Some of these specified foreign properties include real estate property, funds/investments held, accumulated, or placed out of Canada, shares and outstanding debts receivable from non-resident corporations, life insurance policy delivered by a non-native issuer and interest in a foreign organization. Individuals, trusts, and corporations should undertake T1135 filing, which has a similar due date as the income tax return. When it comes to partnerships, the due date for T1135 filing is usually the same date for filing the partnership information return.

It is paramount to understand that foreign property reporting is executed even when the taxpayer has no payable tax for the year. Failing to do this will get you a penalty ranging from $100-$ 2,500. The penalty for omissions/incorrect statements and gross negligence could either get to $24,000 or 5% of the value of the foreign property.

What are the recent modifications in Foreign Property Reporting?

In 2013’s federal budget, it was publicly acknowledged by the government that Canada is facing a serious problem with regards to aggressive international tax avoidance and evasion using offshore accounts.
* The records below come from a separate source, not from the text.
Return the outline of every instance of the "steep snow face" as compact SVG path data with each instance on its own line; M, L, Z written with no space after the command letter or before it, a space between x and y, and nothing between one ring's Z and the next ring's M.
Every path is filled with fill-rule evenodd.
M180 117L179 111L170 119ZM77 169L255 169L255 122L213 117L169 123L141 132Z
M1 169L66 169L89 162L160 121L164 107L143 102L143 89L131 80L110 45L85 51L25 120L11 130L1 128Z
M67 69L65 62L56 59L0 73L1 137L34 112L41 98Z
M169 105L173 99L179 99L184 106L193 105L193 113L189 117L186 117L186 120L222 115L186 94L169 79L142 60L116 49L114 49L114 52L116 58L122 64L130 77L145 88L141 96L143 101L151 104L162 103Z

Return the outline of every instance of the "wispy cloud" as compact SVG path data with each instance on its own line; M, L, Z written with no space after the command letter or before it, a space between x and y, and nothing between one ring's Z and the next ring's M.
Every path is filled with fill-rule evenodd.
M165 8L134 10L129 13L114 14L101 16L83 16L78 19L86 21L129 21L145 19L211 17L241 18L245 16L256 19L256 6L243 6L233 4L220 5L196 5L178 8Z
As a way of strengthening the CRA’s capability to unmask and combat this problem, the government effected these two changes linked with foreign property reporting, beginning in the 2013 tax collection year:

1. Extension of the usual reassessment period of a resident by three years whenever the taxpayer fails to record earnings from a specified foreign property on their income tax return and where Form T1135 is either not filed, late filed or has wrong information inserted pertaining to the external property.

2. Revision of Form T1135 so that it can incorporate comprehensive information specification in every section of a specified foreign property. This includes the proper name of the specific foreign organization, its location and foreign earnings gained from it.

What other measures has the CRA adopted?

The CRA has also been entitled with these two tools to better spot global tax evasion and aggressive tax elusion. They are:

1.      International Electronic Funds Transfer (EFTs): Beginning in 2015, specific financial mediums such as banks were obliged to report EFTs of $10,000 or more, so that the CRA can use this information in effecting the Canadian tax law.

2.      Offshore Tax Informant Program (OTIP): Starting the year 2013, the CRA grants financial rewards to individuals who offer information relating to extreme global tax non-compliance.

Can you correct your tax affairs?

Yes, you can. In the case where you unintentionally forget to file T1135 or miss to account for foreign income, it will be necessary to first identify if you qualify to pass admission to Voluntary Disclosure Program, which is still under the CRA so that you can make corrections or add missing information to your records.

If the CRA accepts the disclosure made in the VDP, penalization will not occur. Nonetheless, you will still be required to clear the taxes unsettled with compound interest.